Michael Chorost is a science writer whose research interests grow directly out of his personal experience. You may have already read about his struggle with hearing loss — a problem he has dealt with since childhood — in his book Rebuilt: How Becoming Part Computer Made Me More Human (Houghton Mifflin, 2005). It’s natural to find Chorost writing often on things like cochlear implants and neurotechnology, but intriguing to find that he is also a SETI advocate, and one who believes his hearing issues have a bearing on a field he has studied passionately all his life. In fact, the book he plans next, which follows on 2011’s World Wide Mind (Free Press) will be a SETI title.

So what’s the connection between deafness and hunting for signs of an extraterrestrial civilization? Chorost sees it as a matter of isolation and communication, as he notes in a recent entry on the Psychology Today site. Is the entire human race subject to deafness? It is in the sense that we have no idea whether or not we live in isolation or in a galaxy populated with other intelligences. Our ignorance of our place in the universe becomes its own kind of perception problem, a deafness SETI has been trying in vain to remedy for the last fifty years.

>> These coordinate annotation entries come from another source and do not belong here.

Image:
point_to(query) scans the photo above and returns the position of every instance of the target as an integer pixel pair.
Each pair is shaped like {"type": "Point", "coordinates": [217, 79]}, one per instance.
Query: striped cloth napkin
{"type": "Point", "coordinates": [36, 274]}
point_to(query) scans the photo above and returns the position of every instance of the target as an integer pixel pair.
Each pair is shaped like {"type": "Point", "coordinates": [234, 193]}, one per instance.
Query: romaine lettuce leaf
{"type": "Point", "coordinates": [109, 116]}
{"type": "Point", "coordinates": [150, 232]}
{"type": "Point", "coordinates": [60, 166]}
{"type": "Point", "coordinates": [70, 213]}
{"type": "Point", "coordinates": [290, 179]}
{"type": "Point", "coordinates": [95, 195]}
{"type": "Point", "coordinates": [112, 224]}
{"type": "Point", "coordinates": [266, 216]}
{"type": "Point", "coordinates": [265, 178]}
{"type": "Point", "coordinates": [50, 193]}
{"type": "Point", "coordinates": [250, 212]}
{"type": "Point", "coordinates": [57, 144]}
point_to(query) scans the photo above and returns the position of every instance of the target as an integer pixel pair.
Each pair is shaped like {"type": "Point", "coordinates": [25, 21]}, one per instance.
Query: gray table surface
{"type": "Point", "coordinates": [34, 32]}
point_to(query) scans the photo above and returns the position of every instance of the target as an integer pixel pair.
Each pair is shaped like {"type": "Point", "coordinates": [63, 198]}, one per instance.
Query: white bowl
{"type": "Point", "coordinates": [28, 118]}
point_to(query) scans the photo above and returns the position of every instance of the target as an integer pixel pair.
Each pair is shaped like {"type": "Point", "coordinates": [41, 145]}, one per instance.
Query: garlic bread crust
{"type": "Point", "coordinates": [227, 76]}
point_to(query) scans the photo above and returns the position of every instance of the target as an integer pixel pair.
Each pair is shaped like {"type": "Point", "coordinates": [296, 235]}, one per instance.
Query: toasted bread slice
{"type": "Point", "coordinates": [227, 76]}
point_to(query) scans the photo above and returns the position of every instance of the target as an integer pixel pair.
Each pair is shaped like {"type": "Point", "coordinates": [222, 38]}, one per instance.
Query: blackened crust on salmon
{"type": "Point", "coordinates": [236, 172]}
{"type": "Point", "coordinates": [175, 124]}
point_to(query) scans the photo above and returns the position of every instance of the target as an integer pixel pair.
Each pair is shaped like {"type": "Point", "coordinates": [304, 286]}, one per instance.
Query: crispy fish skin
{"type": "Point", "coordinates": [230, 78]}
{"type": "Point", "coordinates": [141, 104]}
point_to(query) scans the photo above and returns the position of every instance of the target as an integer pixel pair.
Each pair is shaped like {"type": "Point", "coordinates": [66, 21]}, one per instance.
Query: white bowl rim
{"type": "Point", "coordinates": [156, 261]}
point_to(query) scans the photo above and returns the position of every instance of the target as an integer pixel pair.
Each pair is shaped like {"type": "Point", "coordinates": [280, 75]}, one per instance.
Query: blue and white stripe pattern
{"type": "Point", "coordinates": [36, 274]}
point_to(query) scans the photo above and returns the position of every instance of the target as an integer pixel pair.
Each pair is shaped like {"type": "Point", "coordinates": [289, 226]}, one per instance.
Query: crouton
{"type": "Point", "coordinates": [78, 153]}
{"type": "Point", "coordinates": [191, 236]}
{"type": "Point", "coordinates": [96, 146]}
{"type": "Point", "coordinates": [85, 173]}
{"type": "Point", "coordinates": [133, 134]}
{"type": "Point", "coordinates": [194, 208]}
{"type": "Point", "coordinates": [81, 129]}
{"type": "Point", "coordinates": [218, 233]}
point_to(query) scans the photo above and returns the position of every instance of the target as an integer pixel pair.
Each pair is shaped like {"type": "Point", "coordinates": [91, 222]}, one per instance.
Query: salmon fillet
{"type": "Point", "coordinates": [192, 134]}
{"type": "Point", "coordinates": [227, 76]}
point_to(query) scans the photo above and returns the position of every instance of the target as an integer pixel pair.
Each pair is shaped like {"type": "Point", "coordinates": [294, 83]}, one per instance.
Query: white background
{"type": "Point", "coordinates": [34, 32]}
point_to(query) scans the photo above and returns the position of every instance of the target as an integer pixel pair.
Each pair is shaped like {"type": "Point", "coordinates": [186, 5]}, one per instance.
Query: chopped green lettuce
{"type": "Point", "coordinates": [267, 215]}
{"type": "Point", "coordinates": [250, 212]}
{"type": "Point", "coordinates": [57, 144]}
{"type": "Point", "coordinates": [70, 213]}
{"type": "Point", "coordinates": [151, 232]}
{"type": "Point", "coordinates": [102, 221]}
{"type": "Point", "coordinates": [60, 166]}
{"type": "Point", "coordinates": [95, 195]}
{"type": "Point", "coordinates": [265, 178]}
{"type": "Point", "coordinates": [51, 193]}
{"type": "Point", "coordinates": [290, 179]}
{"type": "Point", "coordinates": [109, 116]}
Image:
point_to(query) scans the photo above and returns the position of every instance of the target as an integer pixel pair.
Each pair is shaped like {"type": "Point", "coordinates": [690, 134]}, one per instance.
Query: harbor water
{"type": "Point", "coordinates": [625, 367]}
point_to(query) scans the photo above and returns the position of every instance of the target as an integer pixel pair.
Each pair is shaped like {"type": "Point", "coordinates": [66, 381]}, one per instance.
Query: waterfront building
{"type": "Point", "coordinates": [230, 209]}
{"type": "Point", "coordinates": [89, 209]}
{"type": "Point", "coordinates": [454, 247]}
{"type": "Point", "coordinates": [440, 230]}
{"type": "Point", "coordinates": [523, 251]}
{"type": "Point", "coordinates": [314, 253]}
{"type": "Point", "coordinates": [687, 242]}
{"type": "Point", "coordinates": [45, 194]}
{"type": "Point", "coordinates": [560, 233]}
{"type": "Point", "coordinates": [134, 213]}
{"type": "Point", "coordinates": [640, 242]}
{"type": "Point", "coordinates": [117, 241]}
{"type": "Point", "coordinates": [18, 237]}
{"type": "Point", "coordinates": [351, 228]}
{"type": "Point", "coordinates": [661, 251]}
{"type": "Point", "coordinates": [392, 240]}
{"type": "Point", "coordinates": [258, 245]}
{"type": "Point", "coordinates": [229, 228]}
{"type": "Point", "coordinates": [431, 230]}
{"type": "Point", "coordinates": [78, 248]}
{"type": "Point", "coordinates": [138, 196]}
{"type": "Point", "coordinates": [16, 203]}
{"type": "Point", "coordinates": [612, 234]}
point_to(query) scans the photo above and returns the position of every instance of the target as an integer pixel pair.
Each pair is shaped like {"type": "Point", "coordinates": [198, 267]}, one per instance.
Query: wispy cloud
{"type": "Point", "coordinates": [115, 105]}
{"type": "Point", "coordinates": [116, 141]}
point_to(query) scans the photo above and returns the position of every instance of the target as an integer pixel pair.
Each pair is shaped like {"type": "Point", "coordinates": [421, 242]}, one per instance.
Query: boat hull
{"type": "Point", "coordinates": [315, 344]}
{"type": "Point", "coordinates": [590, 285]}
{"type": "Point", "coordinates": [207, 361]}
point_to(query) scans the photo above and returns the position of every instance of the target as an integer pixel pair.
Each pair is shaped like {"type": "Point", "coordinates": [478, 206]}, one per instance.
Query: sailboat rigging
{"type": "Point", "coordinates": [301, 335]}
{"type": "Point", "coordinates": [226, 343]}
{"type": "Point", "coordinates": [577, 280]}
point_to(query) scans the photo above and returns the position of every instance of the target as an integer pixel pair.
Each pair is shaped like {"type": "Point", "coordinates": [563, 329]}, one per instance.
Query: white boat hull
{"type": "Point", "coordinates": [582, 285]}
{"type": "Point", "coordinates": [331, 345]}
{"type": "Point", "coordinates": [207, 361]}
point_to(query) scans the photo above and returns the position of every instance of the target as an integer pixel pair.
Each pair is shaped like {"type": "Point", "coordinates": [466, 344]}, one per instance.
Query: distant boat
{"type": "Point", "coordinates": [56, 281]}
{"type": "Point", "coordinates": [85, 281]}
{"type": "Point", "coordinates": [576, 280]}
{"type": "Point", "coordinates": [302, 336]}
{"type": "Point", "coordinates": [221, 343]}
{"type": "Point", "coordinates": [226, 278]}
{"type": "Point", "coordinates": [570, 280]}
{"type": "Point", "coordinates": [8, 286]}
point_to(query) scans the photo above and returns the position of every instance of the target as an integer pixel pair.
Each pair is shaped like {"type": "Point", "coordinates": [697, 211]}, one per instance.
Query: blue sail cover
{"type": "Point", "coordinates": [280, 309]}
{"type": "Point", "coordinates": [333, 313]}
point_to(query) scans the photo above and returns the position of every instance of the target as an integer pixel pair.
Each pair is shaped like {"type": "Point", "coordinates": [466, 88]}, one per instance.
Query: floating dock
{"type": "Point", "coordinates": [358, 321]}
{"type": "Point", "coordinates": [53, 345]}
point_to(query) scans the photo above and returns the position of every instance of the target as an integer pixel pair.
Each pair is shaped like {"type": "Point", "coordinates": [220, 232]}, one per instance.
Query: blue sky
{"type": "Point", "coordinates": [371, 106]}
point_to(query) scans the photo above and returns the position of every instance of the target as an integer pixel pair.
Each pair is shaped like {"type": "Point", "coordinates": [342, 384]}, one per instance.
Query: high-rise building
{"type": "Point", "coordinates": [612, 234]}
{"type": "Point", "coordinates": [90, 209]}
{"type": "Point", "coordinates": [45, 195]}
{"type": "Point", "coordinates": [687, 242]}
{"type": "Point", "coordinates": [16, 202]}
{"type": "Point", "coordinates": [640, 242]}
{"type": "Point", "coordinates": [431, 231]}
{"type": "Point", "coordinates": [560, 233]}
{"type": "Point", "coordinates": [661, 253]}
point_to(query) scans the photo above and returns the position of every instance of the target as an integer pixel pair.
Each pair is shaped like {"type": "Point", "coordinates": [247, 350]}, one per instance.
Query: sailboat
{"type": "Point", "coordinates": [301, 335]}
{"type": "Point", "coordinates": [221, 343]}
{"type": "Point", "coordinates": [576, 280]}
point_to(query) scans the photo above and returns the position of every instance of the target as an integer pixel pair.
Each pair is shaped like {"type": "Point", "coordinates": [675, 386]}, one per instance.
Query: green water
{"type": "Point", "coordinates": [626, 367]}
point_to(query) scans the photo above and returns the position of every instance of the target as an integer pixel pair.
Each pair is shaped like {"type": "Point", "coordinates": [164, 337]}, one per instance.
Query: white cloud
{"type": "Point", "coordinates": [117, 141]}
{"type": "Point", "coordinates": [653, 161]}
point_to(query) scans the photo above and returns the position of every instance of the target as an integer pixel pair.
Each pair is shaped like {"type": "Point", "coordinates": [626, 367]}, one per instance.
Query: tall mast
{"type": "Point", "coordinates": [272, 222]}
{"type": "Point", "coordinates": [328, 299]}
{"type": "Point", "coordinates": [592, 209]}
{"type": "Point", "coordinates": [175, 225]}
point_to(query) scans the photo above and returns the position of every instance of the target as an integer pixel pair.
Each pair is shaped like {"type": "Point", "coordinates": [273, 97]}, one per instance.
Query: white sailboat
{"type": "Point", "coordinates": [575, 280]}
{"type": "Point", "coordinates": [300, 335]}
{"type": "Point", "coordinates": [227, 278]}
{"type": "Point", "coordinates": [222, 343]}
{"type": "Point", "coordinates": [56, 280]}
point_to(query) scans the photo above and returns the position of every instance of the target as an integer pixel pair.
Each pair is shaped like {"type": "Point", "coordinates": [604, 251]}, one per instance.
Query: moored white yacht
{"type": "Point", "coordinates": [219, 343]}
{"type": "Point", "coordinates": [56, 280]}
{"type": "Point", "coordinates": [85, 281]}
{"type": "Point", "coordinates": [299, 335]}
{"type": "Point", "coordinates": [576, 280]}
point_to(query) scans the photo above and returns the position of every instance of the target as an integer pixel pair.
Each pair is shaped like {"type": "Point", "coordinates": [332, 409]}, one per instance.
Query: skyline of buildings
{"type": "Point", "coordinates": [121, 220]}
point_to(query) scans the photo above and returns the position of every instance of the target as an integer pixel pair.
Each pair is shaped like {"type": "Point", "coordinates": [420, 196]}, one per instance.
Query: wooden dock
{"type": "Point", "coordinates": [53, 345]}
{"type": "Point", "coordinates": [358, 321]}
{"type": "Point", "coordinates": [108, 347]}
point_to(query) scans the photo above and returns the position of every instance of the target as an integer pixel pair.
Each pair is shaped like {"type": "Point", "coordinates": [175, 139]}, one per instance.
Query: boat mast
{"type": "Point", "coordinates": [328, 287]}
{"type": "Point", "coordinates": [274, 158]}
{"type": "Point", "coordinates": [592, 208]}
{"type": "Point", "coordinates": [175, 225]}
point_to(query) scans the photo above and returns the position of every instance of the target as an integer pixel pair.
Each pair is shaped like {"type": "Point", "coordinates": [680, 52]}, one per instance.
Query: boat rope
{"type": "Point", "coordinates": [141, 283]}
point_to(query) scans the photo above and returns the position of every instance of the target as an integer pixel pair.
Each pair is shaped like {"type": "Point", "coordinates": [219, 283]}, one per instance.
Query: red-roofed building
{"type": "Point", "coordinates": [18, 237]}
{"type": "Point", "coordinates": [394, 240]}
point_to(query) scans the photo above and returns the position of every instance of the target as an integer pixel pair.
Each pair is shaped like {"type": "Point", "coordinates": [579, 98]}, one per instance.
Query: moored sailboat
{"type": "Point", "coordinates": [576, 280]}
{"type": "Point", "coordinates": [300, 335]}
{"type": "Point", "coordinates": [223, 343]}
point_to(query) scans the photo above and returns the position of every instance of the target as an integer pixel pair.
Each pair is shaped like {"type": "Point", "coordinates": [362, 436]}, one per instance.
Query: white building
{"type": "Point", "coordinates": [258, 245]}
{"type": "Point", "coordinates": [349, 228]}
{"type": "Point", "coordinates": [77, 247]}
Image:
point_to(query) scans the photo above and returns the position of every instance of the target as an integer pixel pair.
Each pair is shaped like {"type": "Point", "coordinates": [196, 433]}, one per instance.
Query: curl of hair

Image: Dish antenna of the 43-metre (140-feet) radio telescope at the Green Bank observatory in West Virginia. Credit: Seth Shostak/Science Photo Library.

It’s an interesting idea, and one the author develops by looking at a recent article by Atul Gawande in The New Yorker. Gawande focused on the effects of solitary confinement on people, relating the story of one prisoner held in such conditions in a maximum security prison who began to lose his mind. The argument is that without encounters with other people, we find our psychic integrity threatened. In the case under study, prolonged isolation led to compulsive behavior, panic attacks, hallucinations and increasing paranoia. Looking at how people relate to those around them, Chorost wonders about a planet-wide pattern of isolation:

I think the analogy is pregnant and poignant, but unproven. Still and all: crazy prisoners, crazy planets. Contact and communication with other planets might have a calming effect on a civilization, giving it perspective and self-knowledge. After all, it’s mainly through interaction with other people that we get feedback on our behavior. We know ourselves by how people reflect us back to ourselves. The Other is a kind of mirror. Right now, humanity has no way to see itself in perspective. We just don’t know what’s abberational in intelligent species, and what’s normal.

So we could be looking at one more possibility for explaining the Fermi paradox. Extraterrestrials are not here because they think we’re lunatics. It’s not a likely scenario, and Chorost doubts it applies, but there is something to be said for the idea of planets facing existential loneliness:

I think that deafness and planetary isolation have something in common. A deaf person knows how easy it is to become profoundly cut off. (If civilization collapsed and the electricity went out for good, my rechargeable cochlear implant batteries would last me about a week.) I think of our planet swimming in the starry blackness, studded with radio telescopes peering anxiously into the void—and hearing nothing. To me, that feels a lot like being deaf.

When I was growing up, my uncle from Florida used to drive up once a year for an extended visit. He was already going deaf at the time and thought it was from the effect of aircraft engines (he had serviced radio equipment for Eastern Airlines his entire career). In any case, over the years his deafness became profound. Like Chorost, he was also fascinated with SETI and the idea of finding other intelligences. He had huge problems communicating with people in conversation, but he built a world out of books and kept a massive library. I often wondered, when deafness closed off his interests in music and shortwave radio, whether he felt the same sense of bafflement I feel when walking on a starry night, wondering whether there is anyone out there sharing this universe, pointing instruments into the sky and asking why no one speaks?